Repository files navigation

PacMonSTR

Intro

This is refactored code from https://github.com/alibashir/pacmonstr containing only code corresponding to the dynamic programming (modified Smith–Waterman) algorithm used to count tandem repeat motifs in long reads from:

A. Ummat, A. Bashir, Resolving complex tandem repeats with long reads. 
Bioinformatics. 30, 3491–3498 (2014).

Quick start

conda create -n str python=2.7
conda activate str

git clone https://github.com/oscarlr/PacMonSTR.git
cd PacMonSTR

conda install cython
conda install numpy
conda install biopython
conda install pysam

python setup.py install

## test/test.bam is the phased alignment of reads to the reference. The read groups have an "1" and "2" 
## annotation specifying the haplotypes
pacmonstr test/test.bam test/test.bed test/ref.fa test/out.bed

## test/test_unphased.bam is the alignment of reads to the reference. It does not have read group annotations, therefore, 
## the read groups are added using PacMonSTR/add_read_group.py 
python PacMonSTR/add_read_group.py test/test_unphased.bam test/test_unphased_with_rg.bam
samtools index test/test_unphased_with_rg.bam
pacmonstr test/test_unphased_with_rg.bam test/test.bed test/ref.fa test/out.bed

Required packages

python/2.7
cython
numpy
biopython
pysam

Manual

usage: pacmonstr [-h] [--padding PADDING] bam bed ref outbed

Genotype TRs

positional arguments:
  bam                Alignments with read groups for haps
  bed                BED file with TRs
  ref                Fasta file with reference
  outbed

optional arguments:
  -h, --help         show this help message and exit
  --padding PADDING  Padding added to input BED

Inputs

BAM file

The reads in the BAM file must contain read group tags "0","1" or "2". "1" and "2" correspond to haplotype 1 and haplotype 2. "0" are unphased reads.

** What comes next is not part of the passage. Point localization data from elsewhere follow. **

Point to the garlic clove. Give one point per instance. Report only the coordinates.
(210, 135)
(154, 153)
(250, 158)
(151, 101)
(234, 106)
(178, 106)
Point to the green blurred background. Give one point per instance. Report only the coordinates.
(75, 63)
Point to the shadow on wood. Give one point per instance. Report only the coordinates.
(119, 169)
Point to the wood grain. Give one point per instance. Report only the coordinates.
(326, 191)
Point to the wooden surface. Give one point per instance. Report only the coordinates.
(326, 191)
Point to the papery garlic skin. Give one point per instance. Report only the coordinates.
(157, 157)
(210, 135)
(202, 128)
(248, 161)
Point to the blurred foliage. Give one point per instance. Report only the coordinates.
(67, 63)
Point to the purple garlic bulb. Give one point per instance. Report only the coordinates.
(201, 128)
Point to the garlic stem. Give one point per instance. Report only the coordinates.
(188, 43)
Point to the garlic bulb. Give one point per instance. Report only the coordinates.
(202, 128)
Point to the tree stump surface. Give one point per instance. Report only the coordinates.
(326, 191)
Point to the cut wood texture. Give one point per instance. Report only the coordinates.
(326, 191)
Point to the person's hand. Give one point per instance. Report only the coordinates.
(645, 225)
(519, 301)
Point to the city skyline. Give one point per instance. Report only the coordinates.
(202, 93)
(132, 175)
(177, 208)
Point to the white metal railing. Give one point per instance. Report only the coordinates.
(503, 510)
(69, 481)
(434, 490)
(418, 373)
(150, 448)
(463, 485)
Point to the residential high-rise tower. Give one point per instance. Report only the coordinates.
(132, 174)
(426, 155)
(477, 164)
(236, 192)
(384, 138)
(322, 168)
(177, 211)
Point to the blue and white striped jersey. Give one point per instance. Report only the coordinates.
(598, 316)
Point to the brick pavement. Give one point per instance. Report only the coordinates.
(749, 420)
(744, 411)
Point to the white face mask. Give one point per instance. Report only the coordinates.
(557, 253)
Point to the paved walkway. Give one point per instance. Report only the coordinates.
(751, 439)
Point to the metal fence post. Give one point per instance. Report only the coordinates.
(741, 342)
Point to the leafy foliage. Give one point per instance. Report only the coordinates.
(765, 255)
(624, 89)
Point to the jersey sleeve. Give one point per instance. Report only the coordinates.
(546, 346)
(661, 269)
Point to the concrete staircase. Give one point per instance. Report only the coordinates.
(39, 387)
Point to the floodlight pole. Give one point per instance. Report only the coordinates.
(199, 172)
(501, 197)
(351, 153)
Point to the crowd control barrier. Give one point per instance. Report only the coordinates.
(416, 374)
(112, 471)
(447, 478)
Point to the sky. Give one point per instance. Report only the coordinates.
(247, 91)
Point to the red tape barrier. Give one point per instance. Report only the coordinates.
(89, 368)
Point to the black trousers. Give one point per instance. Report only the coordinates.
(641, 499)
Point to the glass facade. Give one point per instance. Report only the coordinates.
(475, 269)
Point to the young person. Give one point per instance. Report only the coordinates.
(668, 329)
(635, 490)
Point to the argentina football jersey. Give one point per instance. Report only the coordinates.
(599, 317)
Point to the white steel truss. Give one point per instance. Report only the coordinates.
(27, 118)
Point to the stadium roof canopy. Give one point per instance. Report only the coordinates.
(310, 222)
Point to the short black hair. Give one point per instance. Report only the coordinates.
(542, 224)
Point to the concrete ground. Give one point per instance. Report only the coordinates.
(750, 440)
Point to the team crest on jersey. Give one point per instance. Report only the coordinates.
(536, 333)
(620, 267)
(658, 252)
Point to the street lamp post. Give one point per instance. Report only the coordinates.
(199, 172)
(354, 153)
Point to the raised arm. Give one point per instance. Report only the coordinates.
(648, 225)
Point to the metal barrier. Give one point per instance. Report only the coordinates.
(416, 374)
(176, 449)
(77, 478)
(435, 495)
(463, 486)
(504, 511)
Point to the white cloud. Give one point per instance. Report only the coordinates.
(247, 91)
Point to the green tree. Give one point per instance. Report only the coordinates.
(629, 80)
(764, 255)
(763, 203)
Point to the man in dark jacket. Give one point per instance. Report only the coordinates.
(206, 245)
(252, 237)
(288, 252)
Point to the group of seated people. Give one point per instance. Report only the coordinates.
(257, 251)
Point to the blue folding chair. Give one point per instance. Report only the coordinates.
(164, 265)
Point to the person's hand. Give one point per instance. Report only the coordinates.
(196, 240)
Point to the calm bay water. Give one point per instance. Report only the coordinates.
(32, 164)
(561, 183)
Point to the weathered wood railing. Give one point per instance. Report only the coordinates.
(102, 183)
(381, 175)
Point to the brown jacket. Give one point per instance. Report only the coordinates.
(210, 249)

If the alignment BAM file does not have a read group tag, then the tag "0" can be added to the bam file using the script PacMonSTR/add_read_group.py, for example:

python PacMonSTR/add_read_group.py \
  alignment_sorted.bam \
  alignment_sorted_with_rg.bam

BED file

The bed file must contain 6 columns:

1. chrom
2. start
3. end
4. motif size
5. motif sequence
6. copies of motif in the reference

Output

The output is a 23 columned BED file:

1. chrom
2. start
3. end
4. motif
5. copies_in_ref
6. hap0_avg
7. hap0_max
8. hap0_copies
9. hap0_prefix_scores
10. hap0_suffix_scores
11. hap0_motif_scores
12. hap1_avg
13. hap1_max
14. hap1_copies
15. hap1_prefix_scores
16. hap1_suffix_scores
17. hap1_motif_scores
18. hap2_avg
19. hap2_max
20. hap2_copies
21. hap2_prefix_scores
22. hap2_suffix_scores
23. hap2_motif_scores

Since there could be multiple reads overlapping the tandem repeat, PacMonSTR reports the average and max copies as well as all the copies found across all the reads. The alignment score for each part of the alignment is also reported.